The arrival of the railway in 1846 brought mass tourism to Blackpool. With cheaper, easier travel came trippers and the Wakes Week crowds, as factories closed down and entire neighbourhoods decamped for a week by the sea.
Keeping pace with the influx, Uncle Tom’s Cabin expanded into a growing collection of huts and wooden buildings on the clifftop. From a ginger beer kiosk, it evolved into a popular bar, dancehall and tearooms, with sideshows and musicians alongside the palmistry.
‘No lawns, gardens or bowling green,’ commented one visitor in the 1870s. ‘Is it because there is no sense of permanence with the sea encroaching year by year?’
As business in Blackpool boomed, the Romany travellers were moved on from the North Shore cliffs. Joining others already on the South Shore, they pitched their tents and fortune-telling booths out on Blackpool’s sands. By the 1901 census, Sarah Boswell is described as head of the family at 96 years old, ‘living on own means’ at ‘Gipsy Encampment, Sandhills’.

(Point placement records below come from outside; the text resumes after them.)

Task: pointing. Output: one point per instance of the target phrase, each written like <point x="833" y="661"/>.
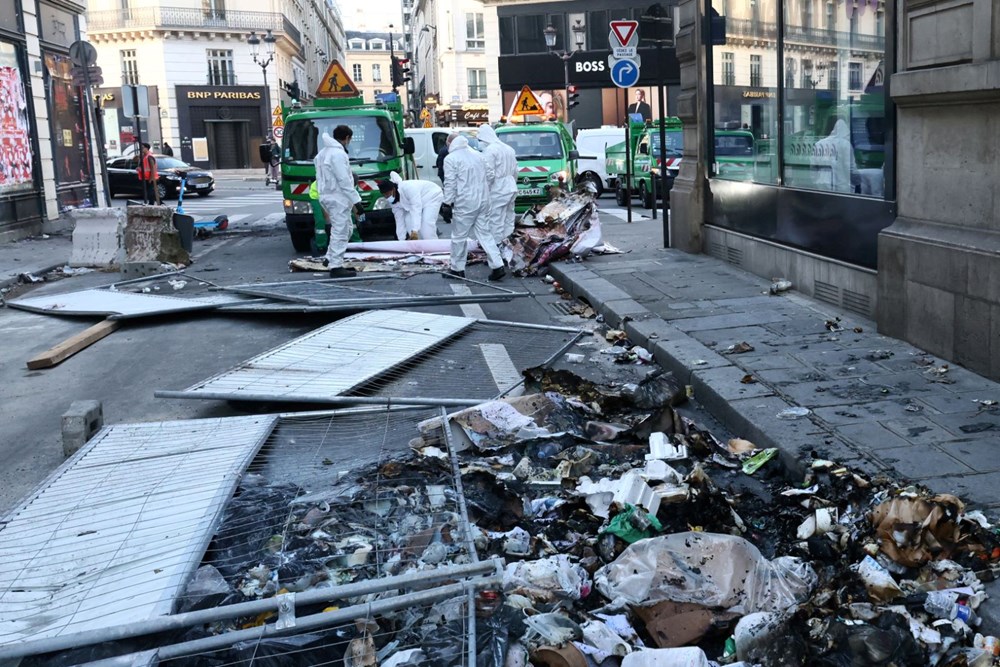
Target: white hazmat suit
<point x="337" y="195"/>
<point x="466" y="190"/>
<point x="501" y="177"/>
<point x="417" y="209"/>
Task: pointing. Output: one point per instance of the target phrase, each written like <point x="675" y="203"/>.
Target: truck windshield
<point x="733" y="144"/>
<point x="674" y="146"/>
<point x="372" y="140"/>
<point x="534" y="145"/>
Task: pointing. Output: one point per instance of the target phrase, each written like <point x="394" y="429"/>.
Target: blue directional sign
<point x="625" y="73"/>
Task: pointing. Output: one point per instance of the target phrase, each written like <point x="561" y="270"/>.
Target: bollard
<point x="80" y="423"/>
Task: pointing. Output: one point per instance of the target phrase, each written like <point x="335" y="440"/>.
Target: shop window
<point x="475" y="35"/>
<point x="530" y="35"/>
<point x="746" y="118"/>
<point x="220" y="68"/>
<point x="507" y="36"/>
<point x="728" y="69"/>
<point x="477" y="84"/>
<point x="854" y="76"/>
<point x="130" y="68"/>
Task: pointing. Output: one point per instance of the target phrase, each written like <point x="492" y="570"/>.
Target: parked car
<point x="123" y="179"/>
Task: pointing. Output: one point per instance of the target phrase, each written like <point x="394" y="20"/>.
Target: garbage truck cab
<point x="377" y="148"/>
<point x="546" y="158"/>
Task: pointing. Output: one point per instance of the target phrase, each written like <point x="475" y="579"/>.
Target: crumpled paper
<point x="915" y="530"/>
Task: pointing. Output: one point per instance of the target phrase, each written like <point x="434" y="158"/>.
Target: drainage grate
<point x="735" y="256"/>
<point x="857" y="303"/>
<point x="826" y="292"/>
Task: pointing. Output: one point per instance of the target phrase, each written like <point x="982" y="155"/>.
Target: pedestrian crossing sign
<point x="527" y="104"/>
<point x="336" y="83"/>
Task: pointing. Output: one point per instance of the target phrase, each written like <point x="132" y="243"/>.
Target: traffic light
<point x="400" y="71"/>
<point x="572" y="97"/>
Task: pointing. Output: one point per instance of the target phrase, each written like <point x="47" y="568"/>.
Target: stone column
<point x="939" y="263"/>
<point x="690" y="189"/>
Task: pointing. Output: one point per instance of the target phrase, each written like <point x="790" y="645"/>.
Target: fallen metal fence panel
<point x="476" y="362"/>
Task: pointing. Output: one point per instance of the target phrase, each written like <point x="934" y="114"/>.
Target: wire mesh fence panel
<point x="79" y="553"/>
<point x="378" y="290"/>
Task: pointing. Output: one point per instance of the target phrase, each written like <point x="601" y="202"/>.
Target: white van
<point x="427" y="141"/>
<point x="591" y="145"/>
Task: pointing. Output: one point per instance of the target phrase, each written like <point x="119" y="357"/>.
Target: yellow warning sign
<point x="336" y="83"/>
<point x="527" y="104"/>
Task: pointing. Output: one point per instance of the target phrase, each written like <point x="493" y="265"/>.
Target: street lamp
<point x="551" y="34"/>
<point x="263" y="59"/>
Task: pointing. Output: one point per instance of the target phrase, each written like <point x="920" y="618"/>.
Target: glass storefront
<point x="798" y="102"/>
<point x="70" y="145"/>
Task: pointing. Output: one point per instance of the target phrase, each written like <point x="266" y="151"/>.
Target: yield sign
<point x="624" y="31"/>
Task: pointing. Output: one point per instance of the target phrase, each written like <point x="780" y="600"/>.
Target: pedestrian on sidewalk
<point x="501" y="178"/>
<point x="148" y="175"/>
<point x="337" y="196"/>
<point x="465" y="190"/>
<point x="415" y="206"/>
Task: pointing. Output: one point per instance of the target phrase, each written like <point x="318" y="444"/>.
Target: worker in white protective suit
<point x="465" y="190"/>
<point x="501" y="178"/>
<point x="415" y="206"/>
<point x="834" y="155"/>
<point x="337" y="196"/>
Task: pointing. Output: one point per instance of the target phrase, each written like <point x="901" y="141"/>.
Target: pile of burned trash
<point x="629" y="530"/>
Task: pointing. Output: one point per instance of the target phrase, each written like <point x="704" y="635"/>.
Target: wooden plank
<point x="72" y="345"/>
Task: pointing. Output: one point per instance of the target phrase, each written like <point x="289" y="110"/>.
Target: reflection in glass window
<point x="834" y="140"/>
<point x="746" y="116"/>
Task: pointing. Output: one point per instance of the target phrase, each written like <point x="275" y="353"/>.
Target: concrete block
<point x="150" y="236"/>
<point x="131" y="270"/>
<point x="98" y="237"/>
<point x="80" y="423"/>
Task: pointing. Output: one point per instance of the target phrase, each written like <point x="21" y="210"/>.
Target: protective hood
<point x="840" y="130"/>
<point x="487" y="134"/>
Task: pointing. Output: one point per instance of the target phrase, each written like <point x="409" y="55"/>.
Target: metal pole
<point x="253" y="608"/>
<point x="311" y="622"/>
<point x="326" y="400"/>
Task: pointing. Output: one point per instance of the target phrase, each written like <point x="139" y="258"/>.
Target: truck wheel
<point x="302" y="241"/>
<point x="645" y="196"/>
<point x="620" y="198"/>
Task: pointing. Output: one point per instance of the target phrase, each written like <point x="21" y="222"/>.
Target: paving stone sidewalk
<point x="875" y="402"/>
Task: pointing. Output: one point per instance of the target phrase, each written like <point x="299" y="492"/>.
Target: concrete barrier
<point x="98" y="237"/>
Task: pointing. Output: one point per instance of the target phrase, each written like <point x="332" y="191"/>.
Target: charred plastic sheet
<point x="378" y="355"/>
<point x="381" y="291"/>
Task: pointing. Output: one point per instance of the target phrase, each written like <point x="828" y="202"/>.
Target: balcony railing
<point x="797" y="34"/>
<point x="189" y="18"/>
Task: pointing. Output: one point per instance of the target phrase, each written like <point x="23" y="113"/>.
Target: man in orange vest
<point x="148" y="176"/>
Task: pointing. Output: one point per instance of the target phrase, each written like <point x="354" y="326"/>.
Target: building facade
<point x="525" y="60"/>
<point x="368" y="62"/>
<point x="46" y="140"/>
<point x="208" y="97"/>
<point x="455" y="77"/>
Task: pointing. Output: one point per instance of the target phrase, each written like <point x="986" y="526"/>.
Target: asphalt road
<point x="125" y="368"/>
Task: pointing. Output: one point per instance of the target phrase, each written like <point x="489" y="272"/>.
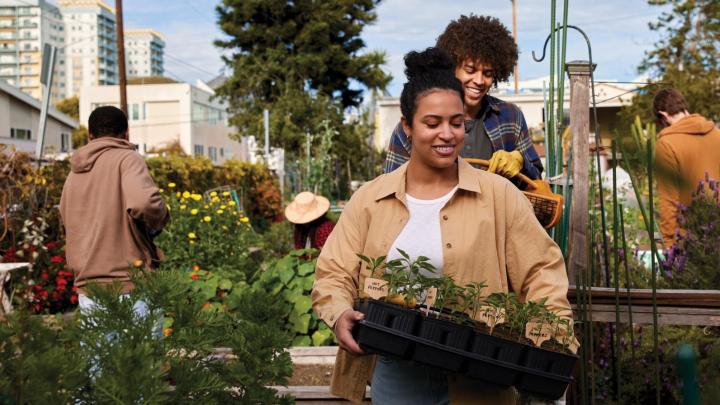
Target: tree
<point x="71" y="107"/>
<point x="301" y="60"/>
<point x="686" y="57"/>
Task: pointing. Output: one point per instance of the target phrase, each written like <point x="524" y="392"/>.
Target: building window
<point x="64" y="142"/>
<point x="19" y="133"/>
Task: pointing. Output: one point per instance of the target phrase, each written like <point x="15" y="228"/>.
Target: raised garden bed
<point x="409" y="334"/>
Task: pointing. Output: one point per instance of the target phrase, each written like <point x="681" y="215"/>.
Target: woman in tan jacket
<point x="473" y="225"/>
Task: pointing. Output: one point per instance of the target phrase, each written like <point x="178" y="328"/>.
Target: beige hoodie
<point x="685" y="153"/>
<point x="110" y="206"/>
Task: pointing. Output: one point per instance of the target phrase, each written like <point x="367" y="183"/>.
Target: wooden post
<point x="579" y="74"/>
<point x="120" y="32"/>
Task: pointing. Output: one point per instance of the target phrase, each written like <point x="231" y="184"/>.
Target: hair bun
<point x="429" y="60"/>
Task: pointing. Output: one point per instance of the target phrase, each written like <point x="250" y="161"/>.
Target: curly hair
<point x="425" y="71"/>
<point x="481" y="38"/>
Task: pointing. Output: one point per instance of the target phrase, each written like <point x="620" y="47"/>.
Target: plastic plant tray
<point x="398" y="332"/>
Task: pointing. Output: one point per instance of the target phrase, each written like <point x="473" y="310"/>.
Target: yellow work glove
<point x="506" y="164"/>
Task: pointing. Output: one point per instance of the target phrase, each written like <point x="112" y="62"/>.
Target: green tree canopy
<point x="305" y="61"/>
<point x="686" y="57"/>
<point x="296" y="58"/>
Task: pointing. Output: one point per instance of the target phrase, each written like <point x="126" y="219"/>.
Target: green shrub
<point x="256" y="185"/>
<point x="290" y="281"/>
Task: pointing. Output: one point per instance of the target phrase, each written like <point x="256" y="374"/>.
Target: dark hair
<point x="425" y="71"/>
<point x="107" y="121"/>
<point x="670" y="101"/>
<point x="481" y="38"/>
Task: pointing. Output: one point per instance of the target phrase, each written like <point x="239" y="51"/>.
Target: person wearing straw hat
<point x="312" y="228"/>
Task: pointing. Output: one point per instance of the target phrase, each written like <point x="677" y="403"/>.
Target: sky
<point x="618" y="32"/>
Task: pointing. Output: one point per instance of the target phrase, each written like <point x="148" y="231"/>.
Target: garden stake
<point x="616" y="279"/>
<point x="627" y="287"/>
<point x="638" y="197"/>
<point x="654" y="274"/>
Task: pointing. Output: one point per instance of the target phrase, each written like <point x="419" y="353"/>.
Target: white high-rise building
<point x="144" y="51"/>
<point x="25" y="26"/>
<point x="91" y="54"/>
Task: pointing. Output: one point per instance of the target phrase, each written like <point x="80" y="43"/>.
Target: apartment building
<point x="168" y="114"/>
<point x="144" y="52"/>
<point x="91" y="51"/>
<point x="20" y="120"/>
<point x="25" y="26"/>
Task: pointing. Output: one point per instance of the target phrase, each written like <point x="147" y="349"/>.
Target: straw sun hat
<point x="306" y="207"/>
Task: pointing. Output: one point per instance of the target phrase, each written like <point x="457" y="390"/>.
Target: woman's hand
<point x="343" y="330"/>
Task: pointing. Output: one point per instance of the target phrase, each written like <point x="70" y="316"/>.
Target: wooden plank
<point x="667" y="315"/>
<point x="318" y="393"/>
<point x="664" y="297"/>
<point x="580" y="130"/>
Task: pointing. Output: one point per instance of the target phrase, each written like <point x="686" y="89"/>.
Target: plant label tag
<point x="430" y="297"/>
<point x="538" y="333"/>
<point x="491" y="316"/>
<point x="375" y="288"/>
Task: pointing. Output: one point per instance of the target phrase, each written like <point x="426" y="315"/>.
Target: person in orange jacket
<point x="687" y="151"/>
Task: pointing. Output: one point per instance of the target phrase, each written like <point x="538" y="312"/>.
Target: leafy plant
<point x="290" y="280"/>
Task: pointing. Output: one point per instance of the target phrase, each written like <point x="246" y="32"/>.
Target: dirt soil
<point x="311" y="374"/>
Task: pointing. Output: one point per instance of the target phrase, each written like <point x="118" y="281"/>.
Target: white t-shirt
<point x="421" y="235"/>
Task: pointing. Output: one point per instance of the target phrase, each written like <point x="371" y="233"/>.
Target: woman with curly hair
<point x="472" y="225"/>
<point x="484" y="53"/>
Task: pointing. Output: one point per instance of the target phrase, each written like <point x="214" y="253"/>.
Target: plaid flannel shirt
<point x="505" y="126"/>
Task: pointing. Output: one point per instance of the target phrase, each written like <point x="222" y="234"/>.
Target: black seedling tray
<point x="445" y="334"/>
<point x="546" y="369"/>
<point x="393" y="317"/>
<point x="394" y="331"/>
<point x="497" y="349"/>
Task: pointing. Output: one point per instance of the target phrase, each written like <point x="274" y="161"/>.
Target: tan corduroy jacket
<point x="489" y="233"/>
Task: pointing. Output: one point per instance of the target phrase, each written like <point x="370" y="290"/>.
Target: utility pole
<point x="46" y="78"/>
<point x="121" y="55"/>
<point x="515" y="70"/>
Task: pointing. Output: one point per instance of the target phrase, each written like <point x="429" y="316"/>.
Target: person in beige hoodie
<point x="687" y="151"/>
<point x="110" y="207"/>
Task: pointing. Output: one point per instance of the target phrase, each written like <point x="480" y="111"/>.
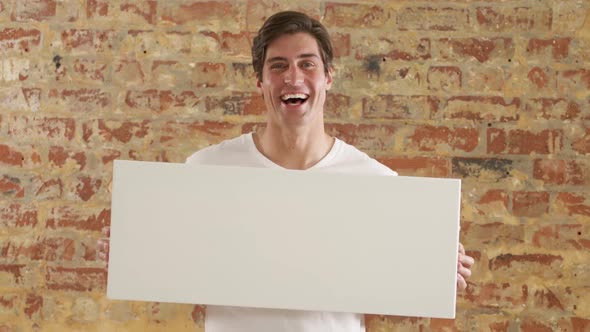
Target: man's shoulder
<point x="219" y="154"/>
<point x="352" y="160"/>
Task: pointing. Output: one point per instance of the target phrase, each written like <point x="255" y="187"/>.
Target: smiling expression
<point x="294" y="81"/>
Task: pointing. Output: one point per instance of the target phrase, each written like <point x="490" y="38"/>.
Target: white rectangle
<point x="284" y="239"/>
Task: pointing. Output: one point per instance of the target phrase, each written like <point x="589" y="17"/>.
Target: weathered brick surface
<point x="496" y="93"/>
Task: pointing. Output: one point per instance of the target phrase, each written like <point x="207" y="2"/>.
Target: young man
<point x="292" y="58"/>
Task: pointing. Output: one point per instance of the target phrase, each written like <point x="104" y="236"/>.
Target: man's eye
<point x="277" y="66"/>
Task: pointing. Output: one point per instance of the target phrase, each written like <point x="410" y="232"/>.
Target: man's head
<point x="290" y="22"/>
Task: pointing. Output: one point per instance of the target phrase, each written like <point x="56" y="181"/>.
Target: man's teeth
<point x="293" y="96"/>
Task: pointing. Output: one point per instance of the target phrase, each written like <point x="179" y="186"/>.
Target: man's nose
<point x="293" y="76"/>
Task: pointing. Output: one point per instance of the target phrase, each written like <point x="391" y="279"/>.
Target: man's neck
<point x="294" y="149"/>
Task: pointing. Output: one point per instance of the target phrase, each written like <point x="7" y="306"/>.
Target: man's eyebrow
<point x="300" y="56"/>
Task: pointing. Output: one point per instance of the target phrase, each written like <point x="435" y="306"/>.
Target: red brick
<point x="109" y="131"/>
<point x="109" y="155"/>
<point x="560" y="172"/>
<point x="205" y="43"/>
<point x="146" y="10"/>
<point x="161" y="100"/>
<point x="208" y="75"/>
<point x="444" y="78"/>
<point x="47" y="248"/>
<point x="258" y="11"/>
<point x="33" y="306"/>
<point x="396" y="323"/>
<point x="430" y="138"/>
<point x="236" y="44"/>
<point x="379" y="48"/>
<point x="574" y="324"/>
<point x="15" y="271"/>
<point x="97" y="8"/>
<point x="75" y="279"/>
<point x="418" y="166"/>
<point x="336" y="106"/>
<point x="569" y="81"/>
<point x="341" y="44"/>
<point x="354" y="15"/>
<point x="553" y="108"/>
<point x="80" y="100"/>
<point x="128" y="72"/>
<point x="505" y="261"/>
<point x="479" y="108"/>
<point x="488" y="206"/>
<point x="531" y="325"/>
<point x="79" y="218"/>
<point x="494" y="195"/>
<point x="92" y="70"/>
<point x="50" y="190"/>
<point x="17" y="216"/>
<point x="518" y="141"/>
<point x="439" y="324"/>
<point x="236" y="104"/>
<point x="36" y="10"/>
<point x="559" y="47"/>
<point x="582" y="144"/>
<point x="573" y="204"/>
<point x="8" y="303"/>
<point x="39" y="128"/>
<point x="202" y="131"/>
<point x="562" y="237"/>
<point x="20" y="99"/>
<point x="494" y="295"/>
<point x="481" y="49"/>
<point x="241" y="77"/>
<point x="432" y="18"/>
<point x="86" y="40"/>
<point x="487" y="79"/>
<point x="11" y="187"/>
<point x="201" y="12"/>
<point x="10" y="156"/>
<point x="198" y="314"/>
<point x="515" y="19"/>
<point x="530" y="204"/>
<point x="494" y="234"/>
<point x="369" y="137"/>
<point x="86" y="187"/>
<point x="19" y="39"/>
<point x="90" y="248"/>
<point x="541" y="78"/>
<point x="58" y="156"/>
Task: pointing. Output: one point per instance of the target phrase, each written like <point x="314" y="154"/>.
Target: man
<point x="292" y="58"/>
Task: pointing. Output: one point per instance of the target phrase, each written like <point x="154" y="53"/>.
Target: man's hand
<point x="464" y="264"/>
<point x="103" y="247"/>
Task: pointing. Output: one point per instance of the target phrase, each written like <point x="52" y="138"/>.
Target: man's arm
<point x="464" y="264"/>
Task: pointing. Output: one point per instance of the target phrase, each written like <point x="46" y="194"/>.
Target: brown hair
<point x="290" y="22"/>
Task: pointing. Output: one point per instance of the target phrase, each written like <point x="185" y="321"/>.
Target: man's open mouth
<point x="294" y="98"/>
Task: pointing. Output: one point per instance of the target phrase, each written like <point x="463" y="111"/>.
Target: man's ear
<point x="259" y="85"/>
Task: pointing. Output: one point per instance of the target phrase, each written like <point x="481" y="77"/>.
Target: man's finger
<point x="464" y="272"/>
<point x="466" y="261"/>
<point x="461" y="283"/>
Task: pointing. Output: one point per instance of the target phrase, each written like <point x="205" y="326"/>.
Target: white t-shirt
<point x="241" y="151"/>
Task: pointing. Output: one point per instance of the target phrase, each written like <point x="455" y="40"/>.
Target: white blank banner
<point x="266" y="238"/>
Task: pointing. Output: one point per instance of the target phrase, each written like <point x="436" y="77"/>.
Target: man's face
<point x="294" y="82"/>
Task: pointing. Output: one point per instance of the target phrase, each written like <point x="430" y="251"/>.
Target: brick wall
<point x="495" y="93"/>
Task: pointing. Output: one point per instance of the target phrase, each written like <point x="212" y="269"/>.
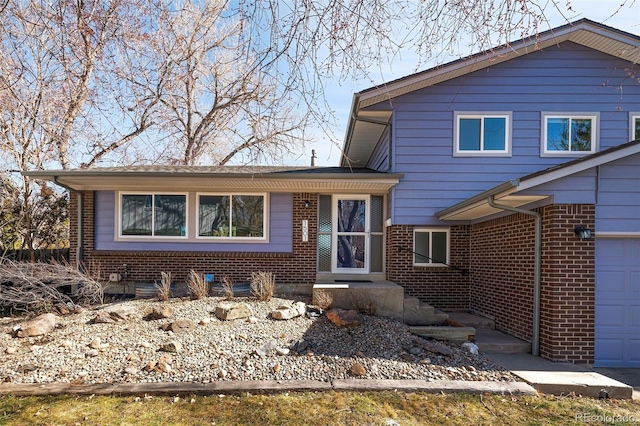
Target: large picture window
<point x="482" y="134"/>
<point x="231" y="216"/>
<point x="430" y="247"/>
<point x="153" y="215"/>
<point x="569" y="134"/>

By then, Uncle Tom’s Cabin teetered at the edge of the cliff. On the shore below, much of the shingle had been removed as ballast for the railways. And with the foot of the cliff exposed to storm waves, the sea was now encroaching by four to eight feet a year. In 1901, the smoking room was the first to go over.
After that, the bar was moved back from the cliff and recreated in a ‘Wild West style’. For a while, with more than three million visitors descending on Blackpool each year, Uncle Tom’s continued to thrive. But in October 1907, when more of its buildings collapsed during a storm, the town’s first entertainment venue was forced to close its doors.
Unrecognisible today, Blackpool’s northern cliffs are defended by a vast concrete sea wall. Yet stories of an inn lost to the sea live on, with ghostly laughter said to drift ashore from drunken revellers at the Penny O’Pint.